Maaike is leerkracht in de Koningsdale Steinerschool in Ieper, waar ‘vertellen’ een echt vak is. Ze schrijft verhalen, organiseert vertelwandelingen, en bracht in 2017 haar eerste boek uit: Niet omkijken, Camille – het vluchtverhaal van een 12-jarige jongen in 1914, gebaseerd op waargebeurde feiten. In 2020 schreef Maaike Bellenhof, het verhaal van Leo Lebbe, dat start aan het eind van WOII in 1944.

Geen meiden aan boord

“Het zijn eigenlijk ‘hybride’ romans, deels ook historisch”, vertelt Maaike. “Geschikt voor iedereen tussen 11 en 111 jaar, om voor te lezen, samen te lezen en op te gaan in het verhaal. Bij mezelf sloeg de vonk voor het boek over toen ik een jaar of 11 was, bij het lezen van Geen meiden aan boord van Johan Ballegeer. Ik heb dit boek over stuurman Engel Cloet, die stierf tijdens een IJslandvaart, opnieuw en opnieuw gelezen, ja, gewoon kapotgelezen! Toen ik enkele jaren geleden – ik denk in 2019 – het NAVIGO Visserijmuseum (toen nog in de oude gedaante) bezocht, kreeg ik een rondleiding van gids Filip Berquet. Zo werd mijn belangstelling voor de IJslandvaarders helemaal getriggerd! En dat was de aanleiding voor mijn nieuwe boek, Roerloos! Filip en zijn vrouw Rietje geven bij de presentatie van mijn boek al een voorsmaakje van het verhaal in een korte scène waar moeder afscheid neemt van haar jonge zoon Piere, die voor het eerst voor zes maanden het zeegat uitvaart met de ‘Fiancée’ voor de ‘traverse’ naar IJsland, samen met zijn vader Theofiel.”

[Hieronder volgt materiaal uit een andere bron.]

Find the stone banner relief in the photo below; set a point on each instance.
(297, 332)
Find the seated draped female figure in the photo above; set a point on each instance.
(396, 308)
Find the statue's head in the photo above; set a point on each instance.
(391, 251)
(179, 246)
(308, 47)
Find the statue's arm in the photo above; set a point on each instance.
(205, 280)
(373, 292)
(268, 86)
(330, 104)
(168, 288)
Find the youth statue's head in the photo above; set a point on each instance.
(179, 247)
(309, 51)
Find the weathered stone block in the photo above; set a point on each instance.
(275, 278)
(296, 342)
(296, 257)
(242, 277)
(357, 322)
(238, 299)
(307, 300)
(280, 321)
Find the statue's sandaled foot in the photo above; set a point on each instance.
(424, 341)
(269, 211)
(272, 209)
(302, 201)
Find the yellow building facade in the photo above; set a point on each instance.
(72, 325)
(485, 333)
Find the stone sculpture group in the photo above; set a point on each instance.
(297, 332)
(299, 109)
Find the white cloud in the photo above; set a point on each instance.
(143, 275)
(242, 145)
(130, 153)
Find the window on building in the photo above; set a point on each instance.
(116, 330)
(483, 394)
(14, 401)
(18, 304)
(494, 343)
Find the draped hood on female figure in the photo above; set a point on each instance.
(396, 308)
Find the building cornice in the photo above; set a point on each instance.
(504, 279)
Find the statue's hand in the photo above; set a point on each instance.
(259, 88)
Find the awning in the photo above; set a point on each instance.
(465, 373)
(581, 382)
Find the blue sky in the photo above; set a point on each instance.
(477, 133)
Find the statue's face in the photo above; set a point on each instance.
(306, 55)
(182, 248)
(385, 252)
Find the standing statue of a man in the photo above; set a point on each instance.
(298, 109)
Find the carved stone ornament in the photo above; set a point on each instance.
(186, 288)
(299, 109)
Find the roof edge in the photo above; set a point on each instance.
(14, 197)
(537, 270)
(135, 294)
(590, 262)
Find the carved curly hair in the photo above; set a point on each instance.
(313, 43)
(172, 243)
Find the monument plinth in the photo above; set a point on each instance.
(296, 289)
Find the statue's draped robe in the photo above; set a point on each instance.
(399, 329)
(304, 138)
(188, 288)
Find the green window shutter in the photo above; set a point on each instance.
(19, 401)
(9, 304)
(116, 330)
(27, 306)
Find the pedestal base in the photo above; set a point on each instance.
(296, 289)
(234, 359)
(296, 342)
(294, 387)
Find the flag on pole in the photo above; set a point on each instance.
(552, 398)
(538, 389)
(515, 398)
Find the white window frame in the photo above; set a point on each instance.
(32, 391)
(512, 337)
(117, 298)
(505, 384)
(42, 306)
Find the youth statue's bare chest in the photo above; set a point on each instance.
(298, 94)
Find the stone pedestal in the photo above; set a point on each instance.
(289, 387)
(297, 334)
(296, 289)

“Omdat ik een volstrekte leek ben als het gaat over de IJslandvisserij, heb ik grondige research moeten doen”

Zo licht Maaike al een tipje van de sluier, maar ze verduidelijkt ook dat ze drie verhaallijnen heeft verwerkt in het boek. “Dat is het jaar 1854, het jaar 1889 en het jaar 1989. Dat laatste doet waarschijnlijk wel een belletje rinkelen, want dat is het jaar dat potvis Valentijn hier aanspoelde op het strand van Sint-André. Omdat ik een volstrekte leek ben wat IJslandvisserij en kabeljauwvangst betreft, heb ik grondige research moeten doen. Want weet ik veel hoe zo’n zeilschip in de 19de eeuw eruitzag, hoe die galettes later werden vervangen door stoomschepen en gemotoriseerde trailers, hoe het leven aan boord eraan toeging. Massa’s boeken heb ik gelezen, waaronder Onze IJslandvaarders van Johan Depotter. Ik ben Johan bijzonder dankbaar voor zijn hulp!”

Varen uit noodzaak

Johan is al net zo’n geboren verteller als Maaike, zeker wanneer hij het heeft over de IJslandvaarders. Zijn interesse werd gewekt door het leven van zijn overgrootvader August Desaever, zelf een IJslandvaarder, en het boek De Laatste Vlaamsche Yslandvaarders van Juul Filliaert, dat hij vond bij een jaarlijkse vakantieopruiming op zolder. Johan probeert de geschiedenis van de IJslandvaarders aan onze Westkust bondig samen te vatten. “Na de Franse Revolutie komen de duinen hier vrij, maar de ‘Heren van de Duinen’ vragen voor 1 hectare 100 Belgische frank pacht per jaar aan de mensen van De Panne tot in Lombardsijde. Die arme mensen hadden helemaal niets en konden dat niet betalen. De IJslandvaart was voor boerenknechten bittere noodzaak, want dan betaalde de reder het voorschot voor de pacht. Alle schepen vertrokken toen vanuit Duinkerke. In de periode van de eerste twee verhaallijnen van Roerloos was vooral de topzeilschoener of de ‘galette’ populair. Er werd toen op kabeljauw gevist met de lijn, en die werd gepekeld bewaard in houten tonnen. De vissers zaten zes maand op zee, van maart tot september. Die terugkeer in september was niet toevallig, want die viel samen met de kermisweek in bijna alle vissersgehuchten van onze Westkust.”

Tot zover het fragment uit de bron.